El aire de aquel largo y pesado gusano de hierro me enfriaba la cara y me sacudía el pelo a su paso.

Me puse de pie cuando noté que el ruido comenzaba a ser un siseo apocado en la distancia.

Hice todo el trayecto entre las vías y encima del empedrado. Me acordé de que mi padre me decía: «no te preocupes Luisito, hijo, el hambre se va a acabar. En cuanto lleguemos a Francia, verás que Nochebuena».

Entonces recordé que fue justo todo lo contrario. Cuando llegamos a Bram (Francia) lo primero que hicieron fue intentar separarnos. Suerte que mi padre, no sé a quién conocía, que al final le dio algo de su bolsillo y nos dejaron estar juntos.

No paré de llorar recordando que estaba solo, sin mi padre.
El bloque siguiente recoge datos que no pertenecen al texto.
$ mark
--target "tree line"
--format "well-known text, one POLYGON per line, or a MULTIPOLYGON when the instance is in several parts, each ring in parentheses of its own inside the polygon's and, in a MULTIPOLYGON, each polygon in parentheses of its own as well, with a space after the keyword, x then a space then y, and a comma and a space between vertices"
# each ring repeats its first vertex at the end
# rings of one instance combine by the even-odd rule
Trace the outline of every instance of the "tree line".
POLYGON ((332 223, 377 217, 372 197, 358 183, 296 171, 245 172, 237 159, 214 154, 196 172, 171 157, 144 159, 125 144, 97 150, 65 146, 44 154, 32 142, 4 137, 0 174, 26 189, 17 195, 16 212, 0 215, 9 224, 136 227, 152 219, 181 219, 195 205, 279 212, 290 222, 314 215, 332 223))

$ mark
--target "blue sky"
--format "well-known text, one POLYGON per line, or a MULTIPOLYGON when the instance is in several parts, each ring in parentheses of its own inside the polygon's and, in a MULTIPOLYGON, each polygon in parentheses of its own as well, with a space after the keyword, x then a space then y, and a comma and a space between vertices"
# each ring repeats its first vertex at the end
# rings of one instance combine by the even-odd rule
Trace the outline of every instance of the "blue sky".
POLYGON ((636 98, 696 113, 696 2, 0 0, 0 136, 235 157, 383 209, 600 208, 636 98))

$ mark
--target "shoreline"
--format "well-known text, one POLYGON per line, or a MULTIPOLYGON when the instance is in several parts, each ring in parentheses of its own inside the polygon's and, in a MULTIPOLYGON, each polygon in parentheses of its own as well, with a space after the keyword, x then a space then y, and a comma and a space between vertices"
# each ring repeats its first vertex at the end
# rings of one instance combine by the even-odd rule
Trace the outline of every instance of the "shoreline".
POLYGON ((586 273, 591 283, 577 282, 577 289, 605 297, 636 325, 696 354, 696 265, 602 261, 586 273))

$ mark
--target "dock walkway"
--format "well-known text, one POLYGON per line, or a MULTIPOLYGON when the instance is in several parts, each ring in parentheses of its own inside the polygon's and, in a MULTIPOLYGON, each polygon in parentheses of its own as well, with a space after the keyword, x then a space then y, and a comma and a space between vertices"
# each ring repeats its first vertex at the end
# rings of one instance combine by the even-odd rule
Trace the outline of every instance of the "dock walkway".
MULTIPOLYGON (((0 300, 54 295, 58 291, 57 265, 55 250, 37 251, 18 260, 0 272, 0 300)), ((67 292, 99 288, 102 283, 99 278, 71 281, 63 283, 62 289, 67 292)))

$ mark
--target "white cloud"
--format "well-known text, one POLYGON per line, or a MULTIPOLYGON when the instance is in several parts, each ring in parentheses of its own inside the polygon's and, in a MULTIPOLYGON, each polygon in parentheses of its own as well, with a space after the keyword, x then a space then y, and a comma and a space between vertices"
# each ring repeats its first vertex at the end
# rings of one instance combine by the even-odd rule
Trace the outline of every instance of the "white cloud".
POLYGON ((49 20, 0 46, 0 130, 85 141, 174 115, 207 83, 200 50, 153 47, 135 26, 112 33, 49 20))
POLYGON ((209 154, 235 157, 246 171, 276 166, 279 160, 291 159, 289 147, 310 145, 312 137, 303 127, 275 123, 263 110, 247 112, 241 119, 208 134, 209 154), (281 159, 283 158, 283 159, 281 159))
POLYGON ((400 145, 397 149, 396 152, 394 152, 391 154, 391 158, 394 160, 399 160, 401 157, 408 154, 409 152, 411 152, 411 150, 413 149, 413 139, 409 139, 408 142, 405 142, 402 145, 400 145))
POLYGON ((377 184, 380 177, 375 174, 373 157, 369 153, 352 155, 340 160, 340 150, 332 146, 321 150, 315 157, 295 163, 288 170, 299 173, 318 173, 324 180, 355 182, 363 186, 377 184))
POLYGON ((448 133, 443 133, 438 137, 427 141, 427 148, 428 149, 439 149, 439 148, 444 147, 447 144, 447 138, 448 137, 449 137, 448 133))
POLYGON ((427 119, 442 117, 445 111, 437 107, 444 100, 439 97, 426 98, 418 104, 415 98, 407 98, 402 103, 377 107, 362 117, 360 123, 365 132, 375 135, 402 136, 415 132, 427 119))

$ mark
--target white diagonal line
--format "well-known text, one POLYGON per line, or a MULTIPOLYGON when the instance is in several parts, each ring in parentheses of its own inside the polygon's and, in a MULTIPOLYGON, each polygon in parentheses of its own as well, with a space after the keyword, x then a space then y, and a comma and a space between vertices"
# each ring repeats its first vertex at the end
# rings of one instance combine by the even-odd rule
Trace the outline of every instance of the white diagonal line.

Las lágrimas formaban cristales en las mejillas y alrededor de los ojos.

No solo pasamos la Nochebuena, sino todo lo que quedaba de aquella Navidad de 1943, hasta ahora, casi Navidad de 1944, pasando hambre y frío: estaba muy enfadado con mi padre.

Al poco me tropecé con un cartel que ponía Mauthausen.
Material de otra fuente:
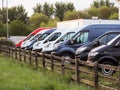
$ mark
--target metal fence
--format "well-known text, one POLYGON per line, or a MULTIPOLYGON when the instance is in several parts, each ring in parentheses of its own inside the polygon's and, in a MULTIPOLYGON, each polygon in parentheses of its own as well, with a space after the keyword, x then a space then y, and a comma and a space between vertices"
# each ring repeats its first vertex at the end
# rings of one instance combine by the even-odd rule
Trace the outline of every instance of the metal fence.
POLYGON ((69 59, 15 47, 0 46, 0 51, 20 62, 28 62, 31 66, 47 68, 63 75, 72 72, 71 80, 92 86, 94 90, 120 90, 120 66, 88 64, 78 58, 68 63, 69 59), (103 75, 101 68, 114 70, 115 73, 111 76, 103 75))

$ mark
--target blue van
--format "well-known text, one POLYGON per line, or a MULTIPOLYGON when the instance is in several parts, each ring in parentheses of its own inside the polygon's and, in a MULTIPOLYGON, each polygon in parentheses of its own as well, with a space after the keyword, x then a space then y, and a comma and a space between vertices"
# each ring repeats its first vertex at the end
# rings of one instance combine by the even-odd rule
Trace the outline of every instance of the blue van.
POLYGON ((75 51, 80 46, 92 42, 95 38, 107 31, 120 30, 120 24, 93 24, 82 28, 71 39, 54 46, 53 55, 67 59, 75 58, 75 51))

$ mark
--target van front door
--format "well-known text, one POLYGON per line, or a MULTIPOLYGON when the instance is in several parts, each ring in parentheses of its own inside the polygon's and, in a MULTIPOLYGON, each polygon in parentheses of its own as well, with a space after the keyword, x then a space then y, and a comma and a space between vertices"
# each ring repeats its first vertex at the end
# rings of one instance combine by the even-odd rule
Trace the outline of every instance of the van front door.
POLYGON ((76 50, 77 48, 82 46, 85 42, 88 41, 88 34, 88 31, 80 32, 78 35, 76 35, 75 38, 73 38, 73 44, 70 45, 70 47, 76 50))

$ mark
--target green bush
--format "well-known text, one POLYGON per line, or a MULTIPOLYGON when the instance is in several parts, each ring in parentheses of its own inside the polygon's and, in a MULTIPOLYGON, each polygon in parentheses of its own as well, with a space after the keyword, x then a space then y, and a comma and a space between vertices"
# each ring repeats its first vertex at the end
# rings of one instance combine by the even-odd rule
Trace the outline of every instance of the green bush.
POLYGON ((14 42, 6 38, 0 38, 0 45, 14 46, 14 42))

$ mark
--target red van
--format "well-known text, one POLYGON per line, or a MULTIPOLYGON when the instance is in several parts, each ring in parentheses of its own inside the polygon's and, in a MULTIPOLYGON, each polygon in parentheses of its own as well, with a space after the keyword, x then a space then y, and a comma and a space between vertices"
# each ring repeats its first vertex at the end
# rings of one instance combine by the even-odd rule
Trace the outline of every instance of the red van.
POLYGON ((37 34, 39 31, 45 30, 45 29, 49 29, 49 28, 37 28, 35 29, 33 32, 31 32, 29 35, 26 36, 26 38, 24 38, 23 40, 20 40, 18 43, 15 44, 16 47, 21 47, 21 44, 23 41, 30 39, 31 37, 33 37, 35 34, 37 34))

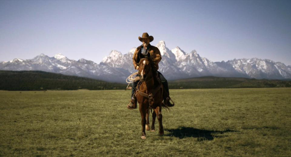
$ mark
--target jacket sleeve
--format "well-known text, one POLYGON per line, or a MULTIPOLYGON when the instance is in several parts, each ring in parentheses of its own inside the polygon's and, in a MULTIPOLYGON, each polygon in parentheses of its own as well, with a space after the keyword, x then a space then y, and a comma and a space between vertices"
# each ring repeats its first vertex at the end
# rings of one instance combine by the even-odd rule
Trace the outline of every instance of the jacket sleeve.
POLYGON ((139 52, 139 47, 138 47, 135 51, 134 51, 134 53, 133 54, 133 56, 132 56, 132 62, 133 63, 133 66, 134 66, 134 69, 136 69, 136 66, 139 65, 139 63, 136 61, 136 59, 137 58, 137 53, 139 52))
POLYGON ((162 60, 162 57, 161 56, 161 52, 157 47, 156 47, 155 49, 156 54, 156 57, 152 59, 152 61, 156 65, 158 66, 159 63, 162 60))

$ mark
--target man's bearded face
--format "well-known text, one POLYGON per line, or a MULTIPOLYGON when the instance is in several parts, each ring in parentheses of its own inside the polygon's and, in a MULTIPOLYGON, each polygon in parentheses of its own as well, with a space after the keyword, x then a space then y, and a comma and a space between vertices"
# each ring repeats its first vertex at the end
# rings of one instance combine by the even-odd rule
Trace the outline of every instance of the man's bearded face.
POLYGON ((142 40, 142 45, 144 47, 146 47, 149 43, 149 39, 148 38, 146 38, 142 40))

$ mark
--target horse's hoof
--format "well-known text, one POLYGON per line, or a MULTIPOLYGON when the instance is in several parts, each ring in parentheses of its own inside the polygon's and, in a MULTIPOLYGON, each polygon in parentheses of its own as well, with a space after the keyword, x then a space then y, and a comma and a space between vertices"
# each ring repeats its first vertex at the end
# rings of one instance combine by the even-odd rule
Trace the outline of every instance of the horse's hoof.
POLYGON ((148 131, 149 131, 149 124, 146 125, 146 129, 148 131))

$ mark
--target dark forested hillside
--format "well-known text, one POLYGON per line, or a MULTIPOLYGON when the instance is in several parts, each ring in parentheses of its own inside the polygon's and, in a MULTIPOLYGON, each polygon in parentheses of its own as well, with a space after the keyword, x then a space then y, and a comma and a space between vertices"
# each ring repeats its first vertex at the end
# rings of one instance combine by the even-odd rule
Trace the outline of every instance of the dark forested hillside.
POLYGON ((124 89, 126 85, 39 71, 0 70, 0 90, 124 89))
POLYGON ((242 77, 204 77, 169 82, 170 89, 291 87, 291 81, 242 77))
MULTIPOLYGON (((212 76, 170 81, 169 84, 170 89, 291 87, 289 80, 212 76)), ((0 90, 125 89, 127 85, 39 71, 0 70, 0 90)))

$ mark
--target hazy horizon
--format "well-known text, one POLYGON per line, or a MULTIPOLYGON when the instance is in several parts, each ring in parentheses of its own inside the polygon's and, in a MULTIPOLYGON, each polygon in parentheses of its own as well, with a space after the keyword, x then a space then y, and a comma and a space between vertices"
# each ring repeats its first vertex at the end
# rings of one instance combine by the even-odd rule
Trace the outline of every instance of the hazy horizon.
POLYGON ((0 1, 0 60, 61 53, 99 63, 141 44, 144 32, 213 62, 291 65, 291 1, 0 1))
El frío arreciaba. Las ramas de los árboles y la vegetación en sí misma me daban un miedo atroz. Me desvié de la interminable vía, desesperado. Encontré un agujero en una valla metálica por el cual me introduje.

Oí unos jadeos en lo que parecía una garita de vigilancia. Aproveché que un soldado nazi estaba muy ocupado entregado al amor. Me colé en el interior de lo que poco después supe era una fábrica de munición.
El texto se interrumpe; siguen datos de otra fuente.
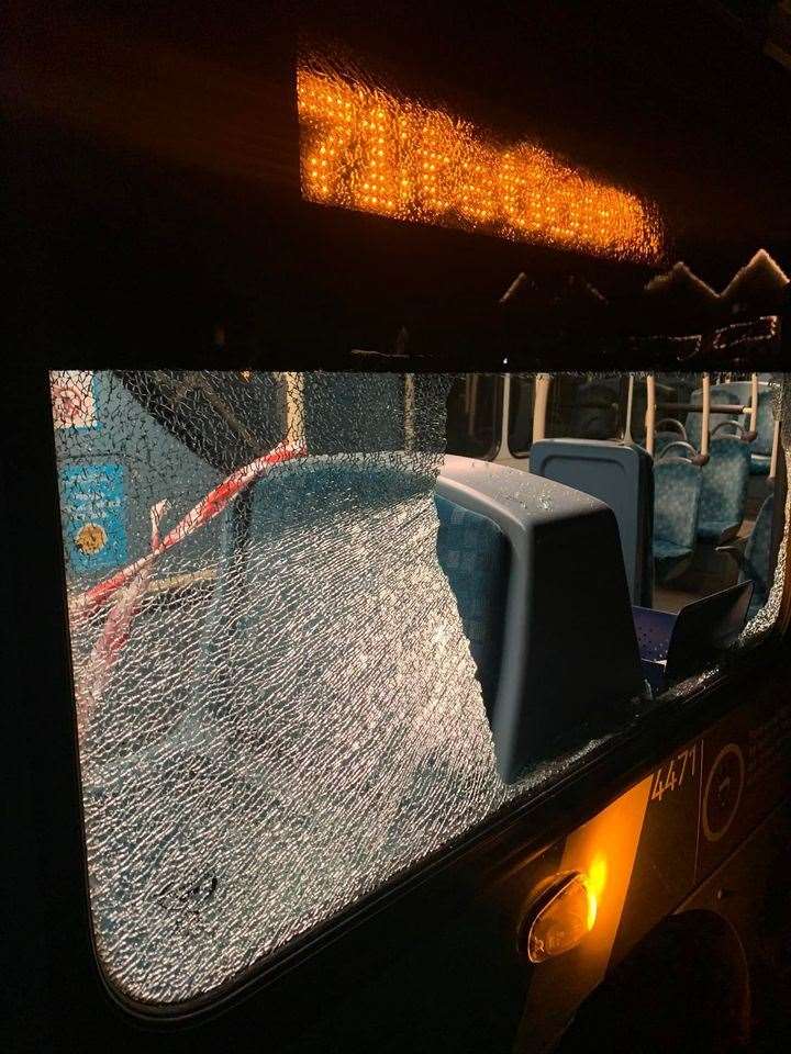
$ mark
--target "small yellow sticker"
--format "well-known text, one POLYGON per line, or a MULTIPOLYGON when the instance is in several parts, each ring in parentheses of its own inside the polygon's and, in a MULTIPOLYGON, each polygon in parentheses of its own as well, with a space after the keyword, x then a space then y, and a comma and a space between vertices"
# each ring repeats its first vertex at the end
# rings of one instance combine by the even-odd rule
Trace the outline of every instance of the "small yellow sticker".
POLYGON ((75 535, 75 545, 87 556, 93 556, 104 548, 107 531, 99 524, 85 524, 75 535))

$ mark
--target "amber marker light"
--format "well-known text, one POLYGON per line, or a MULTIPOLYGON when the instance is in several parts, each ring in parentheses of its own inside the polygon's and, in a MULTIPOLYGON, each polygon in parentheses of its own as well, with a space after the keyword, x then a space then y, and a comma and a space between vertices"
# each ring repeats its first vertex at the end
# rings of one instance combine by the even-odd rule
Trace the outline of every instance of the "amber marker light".
POLYGON ((661 257, 656 209, 528 141, 324 69, 297 70, 308 201, 600 256, 661 257))
POLYGON ((522 924, 521 944, 527 958, 543 963, 576 948, 595 924, 600 895, 591 877, 579 871, 544 883, 522 924))

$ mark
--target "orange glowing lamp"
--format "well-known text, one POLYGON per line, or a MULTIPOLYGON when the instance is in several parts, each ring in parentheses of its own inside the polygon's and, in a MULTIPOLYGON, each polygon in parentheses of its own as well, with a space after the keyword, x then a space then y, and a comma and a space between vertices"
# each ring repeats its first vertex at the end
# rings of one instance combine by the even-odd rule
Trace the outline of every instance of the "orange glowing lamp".
POLYGON ((593 929, 597 895, 578 871, 556 875, 533 900, 522 928, 522 945, 532 963, 562 955, 593 929))
POLYGON ((654 262, 656 209, 527 139, 334 69, 297 70, 302 194, 393 220, 654 262))

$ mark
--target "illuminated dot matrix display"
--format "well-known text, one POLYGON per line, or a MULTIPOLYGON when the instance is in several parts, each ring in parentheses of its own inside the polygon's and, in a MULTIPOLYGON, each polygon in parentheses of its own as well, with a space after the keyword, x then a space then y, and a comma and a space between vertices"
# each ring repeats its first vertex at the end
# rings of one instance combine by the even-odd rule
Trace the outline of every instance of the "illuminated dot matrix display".
POLYGON ((309 201, 516 242, 651 262, 656 210, 527 142, 335 72, 297 74, 309 201))

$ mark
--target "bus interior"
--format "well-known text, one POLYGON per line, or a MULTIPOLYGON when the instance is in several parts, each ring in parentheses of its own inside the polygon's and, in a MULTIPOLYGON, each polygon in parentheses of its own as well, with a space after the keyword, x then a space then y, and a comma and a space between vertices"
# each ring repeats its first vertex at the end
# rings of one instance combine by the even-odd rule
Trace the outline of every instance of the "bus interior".
POLYGON ((0 76, 19 1050, 729 1054, 791 961, 791 51, 232 7, 21 0, 0 76))

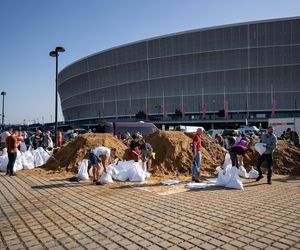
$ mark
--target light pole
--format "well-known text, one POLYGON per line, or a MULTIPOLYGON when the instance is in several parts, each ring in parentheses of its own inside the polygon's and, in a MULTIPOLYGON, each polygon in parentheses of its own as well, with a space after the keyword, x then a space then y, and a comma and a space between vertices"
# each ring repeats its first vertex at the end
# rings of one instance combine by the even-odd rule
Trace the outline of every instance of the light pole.
POLYGON ((2 91, 1 95, 3 96, 3 101, 2 101, 2 129, 4 129, 4 96, 6 95, 6 92, 2 91))
POLYGON ((59 52, 65 52, 64 47, 56 47, 49 53, 49 56, 56 59, 56 74, 55 74, 55 146, 58 145, 58 125, 57 125, 57 93, 58 93, 58 56, 59 52))

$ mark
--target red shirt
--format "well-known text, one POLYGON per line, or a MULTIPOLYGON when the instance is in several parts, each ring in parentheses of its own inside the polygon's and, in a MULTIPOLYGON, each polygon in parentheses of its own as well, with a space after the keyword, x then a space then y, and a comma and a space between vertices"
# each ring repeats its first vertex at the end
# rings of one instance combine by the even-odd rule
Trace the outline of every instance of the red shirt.
POLYGON ((201 150, 201 138, 198 134, 195 134, 193 137, 193 142, 196 146, 196 151, 200 151, 201 150))

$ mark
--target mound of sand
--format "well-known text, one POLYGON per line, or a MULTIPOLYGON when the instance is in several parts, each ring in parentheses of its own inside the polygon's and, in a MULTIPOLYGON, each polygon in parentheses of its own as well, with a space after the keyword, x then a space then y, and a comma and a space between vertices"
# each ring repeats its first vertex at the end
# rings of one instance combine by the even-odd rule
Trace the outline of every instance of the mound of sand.
MULTIPOLYGON (((224 150, 205 134, 202 135, 202 164, 201 174, 211 174, 215 168, 222 164, 225 156, 224 150)), ((157 131, 146 138, 156 158, 153 160, 153 175, 191 174, 192 166, 192 138, 180 131, 157 131)))
POLYGON ((87 153, 91 149, 100 146, 116 148, 117 157, 120 159, 125 157, 127 147, 111 134, 87 133, 79 135, 74 141, 59 149, 54 154, 54 157, 50 158, 41 168, 47 171, 71 171, 77 173, 78 163, 82 159, 87 158, 87 153))
MULTIPOLYGON (((156 158, 153 160, 151 169, 153 176, 165 175, 190 175, 192 166, 192 134, 180 131, 157 131, 146 138, 156 158)), ((225 151, 206 134, 202 139, 202 163, 201 175, 215 173, 217 166, 222 165, 225 151)), ((87 158, 87 153, 98 146, 117 149, 117 157, 126 159, 127 147, 111 134, 88 133, 79 135, 74 141, 69 142, 54 154, 48 162, 41 166, 50 172, 77 173, 78 163, 87 158)), ((244 160, 245 168, 249 171, 251 166, 256 165, 258 153, 252 161, 244 160)), ((300 175, 300 149, 287 141, 278 141, 278 147, 274 153, 273 169, 276 174, 300 175)), ((264 166, 263 166, 264 167, 264 166)), ((266 167, 265 167, 266 169, 266 167)), ((37 172, 37 171, 36 171, 37 172)), ((38 173, 38 172, 37 172, 38 173)))

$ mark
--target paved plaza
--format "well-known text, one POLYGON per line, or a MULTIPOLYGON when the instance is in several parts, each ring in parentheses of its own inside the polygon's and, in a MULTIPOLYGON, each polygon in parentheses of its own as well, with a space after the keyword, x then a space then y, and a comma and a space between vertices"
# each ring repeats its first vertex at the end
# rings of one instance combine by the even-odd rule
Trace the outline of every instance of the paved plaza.
POLYGON ((300 179, 244 191, 0 175, 0 249, 300 249, 300 179))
Solo había algunas luces encendidas. De modo que todo el conjunto en sí estaba mal iluminado. En un cuarto vi una cesta de Navidad. No me dio tiempo a pensar; ya estaba comiendo. No sabía que me cabía tanta comida en la boca hasta ese momento.

Me escondí en un armario que albergaba documentos. Los sorteé como pude y me acomodé tras ellos y unos abrigos que colgaban de su percha.

Una noche abrieron las puertas del armario: era un oficial alemán.

Hizo un gesto de silencio y me tendió la mano. Salimos de la nave. Me llevó a un lugar apartado, sorteando todo registro humano. Abrió la puerta de una casa aislada en la campiña y con un buen acento español me dijo: «estate aquí, callado, ¿Entiendes? No hagas ruido. Yo te traeré comida y agua. ¿Te gustó la comida de la cesta?».

Cuando oí aquellas palabras dejé de temblar y entendí muchas cosas. Él siguió hablándome. Se puso a mi altura, en cuclillas.

—Hoy es el día de los Reyes Magos. Le prometí a tu madre que te encontraría.

—¡Pero si mi madre murió en un bombardeo! Me lo contó mi padre.

—Mira. —Me mostró una fotografía de una mujer con una cesta de Navidad— ¿No es esta tu madre?

Debió de comprender que me quedé bloqueado y confuso, de modo que siguió hablando.

—Verás, a tu madre la conocí en Carballo (Ourense) yo estaba encargándome de que el wolframio llegara a Alemania. Con él se revestían blindados o proyectiles por su extrema dureza…

—Albert, no hace falta que sigas.

—¡Teresa!

Aquella mujer que interrumpió la cháchara del oficial, se acercó a mí.

—¿Todavía sigues pensando que no soy tu madre? —su rostro se iluminó al pasar bajo la luz que colgaba del techo.

Corrí hacia ella como si no hubiera un mañana y la abracé, y me abrazó.

Desde entonces, hace ya cuarenta y ocho años, no dejo de celebrar con mis hijos cada Navidad, sin excepción.

En cuanto a mi padre, nunca le pregunté a mi madre; No me hizo falta. Comprendí que aquel oficial me devolvió «más» que el mejor día de Reyes.